Indian industry representatives have flagged concerns about the new Labour Codes notified by the Centre, stressing particularly on a definitional confusion over wages and gratuity which they warned could significantly raise employee costs for companies.
These issues were brought to the notice of the Union Ministry of Labour and Employment on Wednesday at a meeting chaired by Labour Secretary Vandana Gurnani with representatives of industry bodies.
“There is confusion regarding the definition of wages and how the 50 per cent wage out of total remuneration will be calculated. Companies need clarity on this,” said a person aware of the developments said. “Moreover, gratuity has been reduced to one year for fixed term employees.
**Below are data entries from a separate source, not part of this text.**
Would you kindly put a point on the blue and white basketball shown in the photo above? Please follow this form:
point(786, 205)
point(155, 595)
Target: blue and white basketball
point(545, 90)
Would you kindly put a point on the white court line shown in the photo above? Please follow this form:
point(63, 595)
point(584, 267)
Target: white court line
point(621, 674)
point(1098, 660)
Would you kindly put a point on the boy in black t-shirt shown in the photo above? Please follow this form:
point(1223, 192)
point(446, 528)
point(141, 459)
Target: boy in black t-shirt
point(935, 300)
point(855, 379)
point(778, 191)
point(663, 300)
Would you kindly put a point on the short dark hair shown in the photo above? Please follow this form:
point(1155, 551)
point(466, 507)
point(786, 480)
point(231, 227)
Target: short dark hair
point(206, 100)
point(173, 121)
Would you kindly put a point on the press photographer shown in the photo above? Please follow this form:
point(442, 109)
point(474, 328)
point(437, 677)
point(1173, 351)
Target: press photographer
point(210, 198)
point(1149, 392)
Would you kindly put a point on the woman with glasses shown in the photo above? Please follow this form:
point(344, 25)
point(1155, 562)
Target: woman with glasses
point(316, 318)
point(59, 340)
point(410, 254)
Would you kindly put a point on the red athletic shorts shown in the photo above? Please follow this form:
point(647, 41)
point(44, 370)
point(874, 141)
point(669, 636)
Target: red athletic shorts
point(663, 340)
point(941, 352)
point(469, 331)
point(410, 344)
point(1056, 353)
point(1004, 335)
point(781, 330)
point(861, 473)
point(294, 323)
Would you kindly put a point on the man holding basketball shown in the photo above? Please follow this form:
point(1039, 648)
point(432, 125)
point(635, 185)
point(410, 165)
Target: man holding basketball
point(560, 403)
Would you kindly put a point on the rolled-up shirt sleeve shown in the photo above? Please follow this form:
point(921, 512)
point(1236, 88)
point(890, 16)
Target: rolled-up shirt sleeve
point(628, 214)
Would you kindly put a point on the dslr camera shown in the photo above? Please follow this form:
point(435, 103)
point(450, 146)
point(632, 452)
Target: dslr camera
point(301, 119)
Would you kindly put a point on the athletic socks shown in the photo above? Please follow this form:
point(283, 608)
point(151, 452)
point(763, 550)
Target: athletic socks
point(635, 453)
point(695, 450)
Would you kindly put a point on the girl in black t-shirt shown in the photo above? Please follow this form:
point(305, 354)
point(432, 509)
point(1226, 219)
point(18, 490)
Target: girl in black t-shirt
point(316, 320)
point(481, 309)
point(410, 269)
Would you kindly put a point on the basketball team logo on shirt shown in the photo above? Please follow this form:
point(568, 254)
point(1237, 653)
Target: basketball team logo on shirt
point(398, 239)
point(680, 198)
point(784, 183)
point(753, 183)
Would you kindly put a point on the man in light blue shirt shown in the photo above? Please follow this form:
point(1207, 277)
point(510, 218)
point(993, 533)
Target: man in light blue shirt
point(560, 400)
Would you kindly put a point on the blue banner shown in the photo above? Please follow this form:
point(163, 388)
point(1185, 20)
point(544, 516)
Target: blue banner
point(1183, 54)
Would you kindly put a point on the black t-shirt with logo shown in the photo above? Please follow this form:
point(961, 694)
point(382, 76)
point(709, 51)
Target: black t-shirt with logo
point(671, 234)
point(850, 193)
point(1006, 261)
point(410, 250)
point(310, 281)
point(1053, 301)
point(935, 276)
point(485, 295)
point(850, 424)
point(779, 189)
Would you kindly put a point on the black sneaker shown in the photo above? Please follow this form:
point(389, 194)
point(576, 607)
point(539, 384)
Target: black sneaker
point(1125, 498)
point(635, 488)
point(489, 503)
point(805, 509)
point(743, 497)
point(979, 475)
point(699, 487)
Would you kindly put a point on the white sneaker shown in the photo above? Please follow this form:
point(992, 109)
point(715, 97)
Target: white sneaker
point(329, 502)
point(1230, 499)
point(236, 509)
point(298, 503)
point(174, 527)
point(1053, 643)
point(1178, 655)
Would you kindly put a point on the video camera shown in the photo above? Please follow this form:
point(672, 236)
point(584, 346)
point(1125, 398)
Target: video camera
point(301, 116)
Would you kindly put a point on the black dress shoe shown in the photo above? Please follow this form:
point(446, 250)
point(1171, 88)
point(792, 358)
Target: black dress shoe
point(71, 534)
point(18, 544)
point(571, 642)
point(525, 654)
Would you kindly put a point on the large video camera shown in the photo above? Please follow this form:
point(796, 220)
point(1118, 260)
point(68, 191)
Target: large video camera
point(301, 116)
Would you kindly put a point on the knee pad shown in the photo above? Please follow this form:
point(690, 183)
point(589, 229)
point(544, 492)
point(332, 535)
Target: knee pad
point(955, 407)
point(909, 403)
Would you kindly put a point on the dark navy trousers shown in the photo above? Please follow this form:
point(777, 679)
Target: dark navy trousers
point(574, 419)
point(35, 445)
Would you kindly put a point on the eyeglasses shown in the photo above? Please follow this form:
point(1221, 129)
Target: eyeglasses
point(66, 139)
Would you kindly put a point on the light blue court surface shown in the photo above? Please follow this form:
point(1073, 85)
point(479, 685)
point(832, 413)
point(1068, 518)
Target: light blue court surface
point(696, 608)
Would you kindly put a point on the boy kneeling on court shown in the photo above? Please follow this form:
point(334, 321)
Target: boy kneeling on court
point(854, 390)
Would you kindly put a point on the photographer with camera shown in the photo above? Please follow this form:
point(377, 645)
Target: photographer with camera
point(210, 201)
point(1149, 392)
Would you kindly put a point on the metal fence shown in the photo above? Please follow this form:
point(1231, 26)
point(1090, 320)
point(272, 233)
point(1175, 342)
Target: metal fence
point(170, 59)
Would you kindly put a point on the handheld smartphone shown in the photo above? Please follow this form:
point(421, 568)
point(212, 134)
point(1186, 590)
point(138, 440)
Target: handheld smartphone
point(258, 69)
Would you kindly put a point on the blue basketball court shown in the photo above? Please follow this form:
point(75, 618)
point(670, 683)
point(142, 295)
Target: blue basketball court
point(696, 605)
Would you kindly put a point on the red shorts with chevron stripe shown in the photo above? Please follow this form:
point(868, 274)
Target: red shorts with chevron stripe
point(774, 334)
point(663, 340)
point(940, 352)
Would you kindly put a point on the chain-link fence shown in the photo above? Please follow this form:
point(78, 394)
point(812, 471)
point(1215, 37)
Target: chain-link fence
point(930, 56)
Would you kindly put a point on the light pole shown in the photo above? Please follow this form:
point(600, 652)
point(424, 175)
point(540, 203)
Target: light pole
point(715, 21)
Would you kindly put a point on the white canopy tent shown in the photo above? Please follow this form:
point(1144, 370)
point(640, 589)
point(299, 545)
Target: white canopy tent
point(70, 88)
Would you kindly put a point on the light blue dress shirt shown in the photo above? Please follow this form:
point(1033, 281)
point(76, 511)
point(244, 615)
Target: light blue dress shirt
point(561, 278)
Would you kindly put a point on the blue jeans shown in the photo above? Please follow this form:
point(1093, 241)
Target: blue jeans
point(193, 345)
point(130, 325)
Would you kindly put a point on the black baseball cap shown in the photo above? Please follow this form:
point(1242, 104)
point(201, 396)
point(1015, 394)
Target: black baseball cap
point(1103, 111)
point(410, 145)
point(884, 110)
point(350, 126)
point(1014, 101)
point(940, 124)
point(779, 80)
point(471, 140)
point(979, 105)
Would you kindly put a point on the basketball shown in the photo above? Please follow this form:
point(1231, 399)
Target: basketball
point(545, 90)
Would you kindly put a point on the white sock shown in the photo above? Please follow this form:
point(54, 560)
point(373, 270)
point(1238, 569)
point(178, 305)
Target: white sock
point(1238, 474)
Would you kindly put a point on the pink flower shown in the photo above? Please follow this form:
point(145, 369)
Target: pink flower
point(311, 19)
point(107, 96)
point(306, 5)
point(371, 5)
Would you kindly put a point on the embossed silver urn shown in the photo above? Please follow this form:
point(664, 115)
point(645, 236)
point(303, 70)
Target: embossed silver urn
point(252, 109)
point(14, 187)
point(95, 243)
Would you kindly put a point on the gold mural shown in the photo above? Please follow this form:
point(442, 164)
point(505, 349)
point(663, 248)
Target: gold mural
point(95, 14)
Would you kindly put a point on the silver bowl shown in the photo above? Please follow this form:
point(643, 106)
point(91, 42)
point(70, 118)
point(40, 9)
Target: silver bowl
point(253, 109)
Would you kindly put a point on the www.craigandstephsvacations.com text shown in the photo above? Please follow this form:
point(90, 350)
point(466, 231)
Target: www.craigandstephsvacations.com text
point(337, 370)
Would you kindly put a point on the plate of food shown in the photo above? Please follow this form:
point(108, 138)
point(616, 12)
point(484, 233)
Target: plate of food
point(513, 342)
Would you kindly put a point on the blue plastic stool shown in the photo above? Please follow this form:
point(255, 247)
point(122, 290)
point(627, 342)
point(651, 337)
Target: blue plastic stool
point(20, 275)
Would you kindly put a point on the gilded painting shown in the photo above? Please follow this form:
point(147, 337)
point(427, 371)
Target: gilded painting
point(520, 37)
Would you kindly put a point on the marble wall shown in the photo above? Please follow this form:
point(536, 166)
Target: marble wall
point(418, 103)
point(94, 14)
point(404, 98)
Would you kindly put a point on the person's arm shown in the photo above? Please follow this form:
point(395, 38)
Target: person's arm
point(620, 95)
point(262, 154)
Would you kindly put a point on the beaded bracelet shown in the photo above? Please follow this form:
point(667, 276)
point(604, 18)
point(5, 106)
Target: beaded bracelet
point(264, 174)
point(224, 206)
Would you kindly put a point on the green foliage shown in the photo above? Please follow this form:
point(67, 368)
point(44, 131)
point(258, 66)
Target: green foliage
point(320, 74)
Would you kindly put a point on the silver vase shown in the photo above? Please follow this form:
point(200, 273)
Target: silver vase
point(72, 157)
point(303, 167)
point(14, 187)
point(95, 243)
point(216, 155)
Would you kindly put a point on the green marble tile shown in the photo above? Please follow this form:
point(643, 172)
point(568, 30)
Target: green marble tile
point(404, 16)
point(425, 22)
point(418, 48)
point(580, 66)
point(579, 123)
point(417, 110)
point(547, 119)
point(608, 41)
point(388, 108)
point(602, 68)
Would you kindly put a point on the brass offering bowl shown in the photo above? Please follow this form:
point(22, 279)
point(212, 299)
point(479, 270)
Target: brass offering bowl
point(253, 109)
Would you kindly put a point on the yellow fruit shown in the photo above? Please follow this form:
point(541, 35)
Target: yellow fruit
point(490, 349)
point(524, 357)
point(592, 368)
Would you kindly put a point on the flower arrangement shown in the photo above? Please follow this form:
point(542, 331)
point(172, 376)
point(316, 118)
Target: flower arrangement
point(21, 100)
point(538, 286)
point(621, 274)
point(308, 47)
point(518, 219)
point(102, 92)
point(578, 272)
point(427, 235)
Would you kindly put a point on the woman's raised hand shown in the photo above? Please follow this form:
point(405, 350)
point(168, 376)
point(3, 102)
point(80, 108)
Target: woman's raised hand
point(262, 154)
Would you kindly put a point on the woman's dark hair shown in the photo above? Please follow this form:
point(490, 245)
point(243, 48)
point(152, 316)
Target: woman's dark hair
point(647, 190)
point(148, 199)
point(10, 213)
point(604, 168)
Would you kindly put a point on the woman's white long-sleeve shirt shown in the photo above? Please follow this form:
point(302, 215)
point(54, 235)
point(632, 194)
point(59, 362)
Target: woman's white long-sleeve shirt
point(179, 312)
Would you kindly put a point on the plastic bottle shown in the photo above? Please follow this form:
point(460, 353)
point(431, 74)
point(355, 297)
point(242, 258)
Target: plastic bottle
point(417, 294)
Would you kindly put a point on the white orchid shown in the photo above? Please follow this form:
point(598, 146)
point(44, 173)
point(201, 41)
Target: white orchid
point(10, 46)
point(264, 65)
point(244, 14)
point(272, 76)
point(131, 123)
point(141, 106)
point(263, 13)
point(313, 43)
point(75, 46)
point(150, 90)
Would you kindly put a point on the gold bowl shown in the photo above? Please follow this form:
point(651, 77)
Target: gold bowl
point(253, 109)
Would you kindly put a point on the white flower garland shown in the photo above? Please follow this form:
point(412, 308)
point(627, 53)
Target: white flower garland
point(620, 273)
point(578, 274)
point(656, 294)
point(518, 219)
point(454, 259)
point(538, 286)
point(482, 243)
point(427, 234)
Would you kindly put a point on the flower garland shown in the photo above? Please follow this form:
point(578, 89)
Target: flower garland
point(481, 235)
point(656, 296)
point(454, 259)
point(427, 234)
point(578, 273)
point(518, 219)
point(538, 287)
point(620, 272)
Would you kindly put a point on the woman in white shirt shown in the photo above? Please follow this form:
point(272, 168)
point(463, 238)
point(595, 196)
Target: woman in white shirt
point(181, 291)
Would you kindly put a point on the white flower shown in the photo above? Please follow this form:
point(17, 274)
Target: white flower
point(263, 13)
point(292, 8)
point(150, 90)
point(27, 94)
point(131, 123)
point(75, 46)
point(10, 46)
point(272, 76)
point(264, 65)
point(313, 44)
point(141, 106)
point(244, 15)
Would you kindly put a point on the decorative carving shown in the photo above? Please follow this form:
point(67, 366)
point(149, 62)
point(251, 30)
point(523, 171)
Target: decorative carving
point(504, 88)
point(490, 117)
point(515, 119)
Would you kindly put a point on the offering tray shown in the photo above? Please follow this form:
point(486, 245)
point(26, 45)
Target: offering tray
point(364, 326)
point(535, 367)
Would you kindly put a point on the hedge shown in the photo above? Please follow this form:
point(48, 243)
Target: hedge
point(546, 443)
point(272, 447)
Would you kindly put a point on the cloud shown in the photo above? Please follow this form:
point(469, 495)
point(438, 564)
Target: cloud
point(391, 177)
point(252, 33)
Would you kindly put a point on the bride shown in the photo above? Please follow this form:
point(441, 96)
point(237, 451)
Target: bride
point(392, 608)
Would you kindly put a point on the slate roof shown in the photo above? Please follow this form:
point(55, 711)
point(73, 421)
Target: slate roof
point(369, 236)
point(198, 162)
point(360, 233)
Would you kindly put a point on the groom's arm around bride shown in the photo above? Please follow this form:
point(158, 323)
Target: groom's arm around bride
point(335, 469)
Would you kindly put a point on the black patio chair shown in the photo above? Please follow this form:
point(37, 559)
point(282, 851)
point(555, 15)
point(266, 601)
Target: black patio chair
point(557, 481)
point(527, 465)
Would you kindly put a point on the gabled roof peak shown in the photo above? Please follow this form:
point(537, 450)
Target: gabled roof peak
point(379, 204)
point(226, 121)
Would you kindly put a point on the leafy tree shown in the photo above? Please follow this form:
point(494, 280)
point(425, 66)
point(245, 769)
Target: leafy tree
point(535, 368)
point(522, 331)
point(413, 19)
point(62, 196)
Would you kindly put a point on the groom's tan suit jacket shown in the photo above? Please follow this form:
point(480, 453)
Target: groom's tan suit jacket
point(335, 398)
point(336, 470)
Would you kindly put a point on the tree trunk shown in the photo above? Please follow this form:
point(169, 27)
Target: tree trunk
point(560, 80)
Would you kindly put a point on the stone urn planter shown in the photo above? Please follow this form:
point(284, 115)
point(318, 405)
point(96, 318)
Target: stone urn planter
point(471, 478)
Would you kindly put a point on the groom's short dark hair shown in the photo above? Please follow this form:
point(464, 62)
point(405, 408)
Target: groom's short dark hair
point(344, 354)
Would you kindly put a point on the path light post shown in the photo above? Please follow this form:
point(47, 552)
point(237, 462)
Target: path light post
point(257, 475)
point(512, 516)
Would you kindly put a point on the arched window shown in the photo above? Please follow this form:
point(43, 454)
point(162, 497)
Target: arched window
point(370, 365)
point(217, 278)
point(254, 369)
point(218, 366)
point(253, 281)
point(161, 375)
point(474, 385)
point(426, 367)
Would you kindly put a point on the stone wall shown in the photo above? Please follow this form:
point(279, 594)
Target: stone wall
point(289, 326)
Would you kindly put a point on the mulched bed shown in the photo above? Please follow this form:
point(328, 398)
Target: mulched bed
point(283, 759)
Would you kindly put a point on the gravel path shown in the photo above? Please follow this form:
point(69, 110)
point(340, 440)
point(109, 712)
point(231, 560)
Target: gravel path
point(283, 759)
Both issues will impose additional financial burden on companies,” the person added.
“The industry bodies have been asked to quantify the anticipated financial burden. There is likely to be more rounds of discussions on the matter,” the person said. The meeting was part of the labour ministry’s efforts to get feedback from stakeholders before releasing the draft rules for the new labour codes for public consultation.
Under the Code on Wages, fixed term employees are now eligible for payment of gratuity if they serve for a minimum period of one year.
Earlier, there was no fixed ratio of wages and allowances and companies used to depress wages opting for higher allowances to reduce social security deposits for employees.
Under the new Codes, wages now include basic pay, dearness allowance, and retaining allowance.
If the share of allowances including house rent allowance, conveyance allowance among others exceed 50 per cent of total remuneration, the labour code now mandates that the excess amount of 50 per cent will be added to the wage. This is done to ensure that at least 50 per cent of the remuneration is counted as 'wages', and helps increase social security contributions for workers.
In an interview with Business Standard last month, labour secretary Gurnani had said that the intention is to discourage the tendency to depress the wage and increase allowances. “It (the labour code provision) will increase the contribution to gratuity, which is something the employer has to give. It will increase the maternity benefit, which is linked to the wage and is, again, the employer’s responsibility,” she added.
The meeting on Wednesday was attended by industry representatives from the Confederation of Indian Industry (CII), Federation of Indian Chambers of Commerce & Industry (FICCI), Associated Chambers of Commerce and Industry of India (Assocham) and Federation of Indian Micro and Small & Medium Enterprises (FISME), among others.